Fairy tales are popular choices for authors to reference because they’re an assumed body of knowledge. Most readers can relate to and recognize the classic fairy tales. 

For example, an author could adapt the plot of “Hansel and Gretel” in their work. The story of children far away from home, lost in a forest, and captured by some evil witch in a strange place—you’ve probably seen a version of this in something you’ve read. 

Myth

References to mythology in literature show that the story goes beyond what is on the page—it is really a story about humanity’s noble yet primal motivations. 

For example, Derek Walcott’s Omeros uses parallels to The Iliad and The Odyssey to tell the story of a community of Caribbean fishermen. He knows this community intimately and wants to tell their story in a way that highlights their struggles, as well as their triumphs. The narrative guide of the classic myths allows Walcott to show the nuances of the fishermen’s condition by associating their story with an ancient epic.

The Bible

Many authors use the Bible to highlight the differences between religious tradition and modern life, or to enhance the reader’s awareness that the story speaks to the tensions and struggles that have existed since the beginning of man.
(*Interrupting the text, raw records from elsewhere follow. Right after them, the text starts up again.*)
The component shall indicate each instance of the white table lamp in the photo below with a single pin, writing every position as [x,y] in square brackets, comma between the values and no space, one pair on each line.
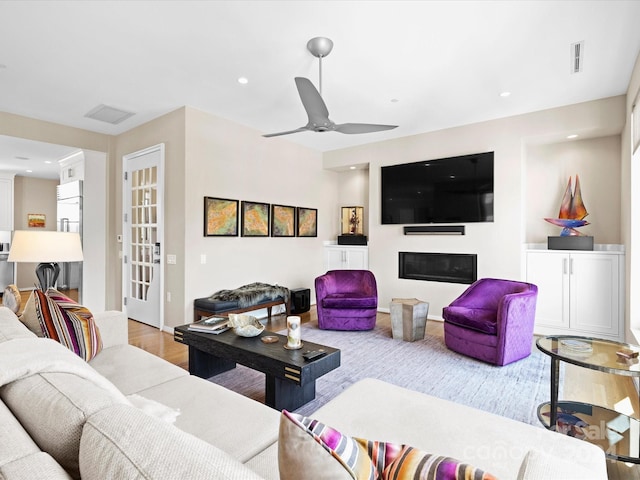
[46,248]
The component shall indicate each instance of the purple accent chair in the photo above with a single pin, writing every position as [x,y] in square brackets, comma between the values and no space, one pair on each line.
[346,300]
[492,321]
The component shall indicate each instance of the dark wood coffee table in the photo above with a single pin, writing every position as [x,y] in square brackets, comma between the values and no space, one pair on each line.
[290,379]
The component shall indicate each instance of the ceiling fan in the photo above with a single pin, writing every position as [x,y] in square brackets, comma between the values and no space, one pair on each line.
[314,105]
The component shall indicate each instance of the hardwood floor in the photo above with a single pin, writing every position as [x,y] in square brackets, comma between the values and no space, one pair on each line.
[611,391]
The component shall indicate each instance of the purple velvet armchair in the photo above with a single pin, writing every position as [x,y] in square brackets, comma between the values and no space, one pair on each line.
[346,300]
[492,321]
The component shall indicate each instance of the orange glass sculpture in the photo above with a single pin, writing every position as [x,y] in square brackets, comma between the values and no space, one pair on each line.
[572,211]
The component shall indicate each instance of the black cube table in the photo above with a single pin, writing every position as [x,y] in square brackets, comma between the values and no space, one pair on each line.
[290,379]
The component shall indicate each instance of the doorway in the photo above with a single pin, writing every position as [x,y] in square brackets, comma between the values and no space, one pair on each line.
[143,235]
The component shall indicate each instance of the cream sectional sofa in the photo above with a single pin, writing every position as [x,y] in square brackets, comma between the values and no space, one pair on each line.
[63,418]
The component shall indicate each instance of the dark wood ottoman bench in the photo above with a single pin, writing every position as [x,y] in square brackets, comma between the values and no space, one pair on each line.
[250,297]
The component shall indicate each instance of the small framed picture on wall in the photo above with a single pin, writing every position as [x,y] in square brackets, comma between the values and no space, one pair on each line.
[307,220]
[283,221]
[220,217]
[255,219]
[36,220]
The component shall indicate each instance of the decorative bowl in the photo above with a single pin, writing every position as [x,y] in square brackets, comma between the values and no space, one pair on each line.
[245,325]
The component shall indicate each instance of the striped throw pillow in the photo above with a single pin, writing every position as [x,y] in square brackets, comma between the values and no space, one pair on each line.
[67,322]
[365,459]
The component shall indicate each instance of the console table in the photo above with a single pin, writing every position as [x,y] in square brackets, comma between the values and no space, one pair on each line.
[617,434]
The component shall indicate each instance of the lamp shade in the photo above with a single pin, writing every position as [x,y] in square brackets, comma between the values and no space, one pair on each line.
[45,246]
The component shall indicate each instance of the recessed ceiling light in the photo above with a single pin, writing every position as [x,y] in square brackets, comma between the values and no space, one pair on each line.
[105,113]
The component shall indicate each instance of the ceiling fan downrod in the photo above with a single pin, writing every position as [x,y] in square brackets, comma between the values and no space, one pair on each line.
[320,47]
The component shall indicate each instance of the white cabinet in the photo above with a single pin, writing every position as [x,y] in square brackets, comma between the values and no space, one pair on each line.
[579,292]
[345,257]
[6,200]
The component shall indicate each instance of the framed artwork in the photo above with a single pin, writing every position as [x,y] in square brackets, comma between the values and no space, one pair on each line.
[220,217]
[255,219]
[307,222]
[283,221]
[36,220]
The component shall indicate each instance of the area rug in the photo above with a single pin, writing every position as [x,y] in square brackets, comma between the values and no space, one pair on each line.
[427,366]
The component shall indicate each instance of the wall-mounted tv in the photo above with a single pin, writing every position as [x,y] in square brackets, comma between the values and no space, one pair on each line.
[445,190]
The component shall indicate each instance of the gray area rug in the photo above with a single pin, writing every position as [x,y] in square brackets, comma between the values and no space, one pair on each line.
[427,366]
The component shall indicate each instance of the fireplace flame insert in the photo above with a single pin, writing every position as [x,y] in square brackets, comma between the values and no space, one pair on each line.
[438,267]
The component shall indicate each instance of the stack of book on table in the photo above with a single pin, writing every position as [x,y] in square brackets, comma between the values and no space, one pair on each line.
[211,325]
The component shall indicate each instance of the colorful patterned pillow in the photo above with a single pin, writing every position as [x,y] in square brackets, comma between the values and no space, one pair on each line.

For example, Ernest Hemingway used the title The Sun Also Rises, which alludes to a passage from the Bible that is about hope and life’s endless cycle. But Hemingways’ book is about hopelessness—it’s about infertility and the feeling that the future will never come. Hemingway’s ironic biblical reference is meant to highlight a key theme for the reader.

Symbol

When you read with a symbolic mind, you constantly look for metaphors and analogies. You not only see things for what they actually are, but also what they might represent

Common symbols and their associations: 

  • Vampires, ghosts, and monsters represent the darker side of reality.
  • Flight represents freedom.
  • Weather illustrates a novel’s atmosphere and themes.
    • Rain represents cleansing, regeneration, or misery.
    • Fog represents confusion.
    • Snow represents inhospitality or coziness, depending on the story. 
  • Seasons are symbols for a character’s age, his place in the cycle of life, or his emotional state. 
    • Winter is the season of anger, unhappiness, old age, and death.
    • Spring is the season of naivety, possibility, birth, and childhood.
    • Summer is the season of love, passion, and adulthood. 
    • Fall is the season of tiredness, reflection, personal harvest, and middle age. 

Some symbols in literature are less commonly used, even unique to a particular novel or author. While it is more challenging to interpret the meaning of a symbol you’ve never seen before, you can still draw on your experiences with previous works of literature as a guide. 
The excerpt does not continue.